I'm in favor of this, mostly because we've seen bugs with reconnection in the past: #5480 #5481 #5457. |
Yeah, I think that the question here is "should Short term my guess is that we just want to cancel on everything and restart the worker. Longer term, I wouldn't be surprised if we want workers to be a little bit more resilient than this, but I also wouldn't be surprised if it goes the other direction. |
@fjetter as far as state machine failures go, I think that a lot of what I was seeing before were failures when we were shutting down. These are genuine and we should care about them, but recently I've shifted the chaos test to just use As a result, if you're still looking at state machine issues I'd like to focus you on the failure in #6210 (comment) , which comes up consistently with this test, while the others don't. This one seems to happen to workers when other workers fail, which seems like something that we should care about much more. |
We've removed this functionality for now
OK, so there is a behavior change here around reconnection. If we're ok with that then I think that this is good to go. I'm not feeling a huge rush to get this in, but wouldn't mind getting it in this release. |
To share my thoughts on that calculus, this does identify and resolve a state machine transition failure (and presumably resolve others as well). Because of this, I'd very much like to get it in. I'm a little nervous about the reconnect change, but not that nervous. As I think more about this, I think I'm more in favor of merging before the release. @gjoseph92 if you have time to look this over again I would welcome a 👍 or 👎 |
I'm on board with removing application layer reconnects and think we should replace it with a more robust network layer.
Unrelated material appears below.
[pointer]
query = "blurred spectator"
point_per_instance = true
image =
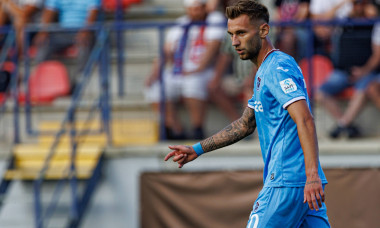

I think there is tons of code we can clean up if we remove this feature, e.g. distributed/distributed/scheduler.py Lines 3751 to 3784 in b837003
However, I am nervous about this too and I would like to not rush this. I would definitely prefer a dedicated PR. Is this absolutely required to get the fail hard in? |
I'll see if I can separate. I'll probably allow CommClosedErrors and OSErrors to pass through. |
All is well now. The behavior is still there, and it's a bit cleaner now. |
We add a decorator that we can apply to a worker method that closes the
worker if an exception is encountered in that method.